Episode #69 Is Unity Possible?

The notion of unity can be both powerful and unsettling: powerful because it tugs at the heartstrings of what we most desire, yet unsettling because we fear for what we might lose in the process. This week, Dr. Michael Brown and Steve Rieske bring their 3-part conversation about our Country in Crisis to a very practical and hopeful conclusion.

Show Notes

It won’t feel like laying down my rights. What it will do is it will feel like picking up another person’s well-being. And it will be fun.
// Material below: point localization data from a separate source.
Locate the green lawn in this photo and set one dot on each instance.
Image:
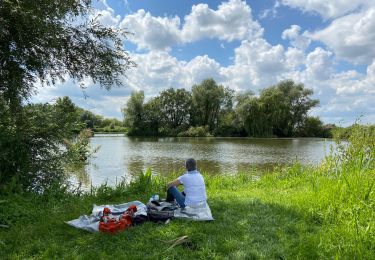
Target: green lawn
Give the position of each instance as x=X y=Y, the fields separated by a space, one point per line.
x=295 y=212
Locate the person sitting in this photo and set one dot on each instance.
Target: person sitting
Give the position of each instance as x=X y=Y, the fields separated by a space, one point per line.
x=194 y=187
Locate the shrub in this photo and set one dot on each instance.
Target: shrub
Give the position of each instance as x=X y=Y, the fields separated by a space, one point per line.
x=198 y=131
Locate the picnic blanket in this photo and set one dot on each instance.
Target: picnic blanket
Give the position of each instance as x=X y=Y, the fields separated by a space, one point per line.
x=200 y=212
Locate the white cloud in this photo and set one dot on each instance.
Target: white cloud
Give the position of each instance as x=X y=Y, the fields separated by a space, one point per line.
x=156 y=33
x=298 y=40
x=351 y=37
x=319 y=64
x=271 y=12
x=262 y=61
x=231 y=21
x=328 y=9
x=256 y=63
x=294 y=58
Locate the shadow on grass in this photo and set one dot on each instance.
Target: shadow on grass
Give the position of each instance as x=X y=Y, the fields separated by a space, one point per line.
x=244 y=228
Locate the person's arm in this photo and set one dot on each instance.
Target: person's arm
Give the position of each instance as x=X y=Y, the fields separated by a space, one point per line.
x=175 y=182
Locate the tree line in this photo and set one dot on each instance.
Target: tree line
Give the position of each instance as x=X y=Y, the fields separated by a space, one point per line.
x=46 y=43
x=210 y=109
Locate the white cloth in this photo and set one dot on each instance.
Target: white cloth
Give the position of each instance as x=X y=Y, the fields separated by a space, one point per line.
x=198 y=212
x=91 y=222
x=194 y=187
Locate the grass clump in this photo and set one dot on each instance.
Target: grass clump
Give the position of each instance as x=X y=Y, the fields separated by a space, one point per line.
x=306 y=212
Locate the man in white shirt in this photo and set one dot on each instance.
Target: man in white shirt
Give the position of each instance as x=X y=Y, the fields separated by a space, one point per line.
x=194 y=187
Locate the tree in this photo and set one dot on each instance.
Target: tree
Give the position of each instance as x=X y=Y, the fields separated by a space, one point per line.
x=133 y=111
x=207 y=99
x=175 y=107
x=152 y=117
x=286 y=104
x=252 y=116
x=46 y=41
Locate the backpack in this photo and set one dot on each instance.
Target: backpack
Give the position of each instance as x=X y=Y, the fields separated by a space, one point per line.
x=160 y=211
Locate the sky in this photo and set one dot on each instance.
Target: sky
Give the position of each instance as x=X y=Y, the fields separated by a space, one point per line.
x=245 y=45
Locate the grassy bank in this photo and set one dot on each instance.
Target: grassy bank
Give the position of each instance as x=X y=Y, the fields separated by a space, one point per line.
x=327 y=211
It really can be fun.
Steve Rieske

One Perspective

  • Unity is possible, but it requires tremendous amounts of tenacity, humility, and empathy.

Three Problems

  • The greatest barriers to unity are the protection of our personal freedom and the pursuit of others’ shame.
  • Sometimes considering others’ perspectives requires us not only to acknowledge that we were wrong but also to admit that we have done wrong.
  • We often fail to find common ground with others because we are afraid that agreement about one thing implies agreement about everything.

Three Principles

  • The pursuit of unity is not merely the ‘right’ way to spend our lives but is instead the most fun, fulfilling, and healthy way to spend our lives.
  • Societies are most prosperous when they simultaneously maximize both individual freedom and collective justice.
  • Many of our disagreements take place at the level of definition, even though we actually agree about the facts.

Five Practices

  • Demonstrate humility by acknowledging those situations when your personal worldview has failed to live up to its potential.
  • When national or worldwide unity feels overwhelming, take measurable steps toward unity in your own household, workplace, or local community.
  • Ask yourself, “Why do I feel this way?” whenever you recognize an instinctive defensiveness directed toward specific people, ideas, or organizations.
  • When a conversation is at a stand-still due to confusion surrounding terminology, offer the questions, “What do you call it when…?” and “What do you think I mean when I use the word…?”
  • Find common ground by utilizing others’ preferred terminology when applicable.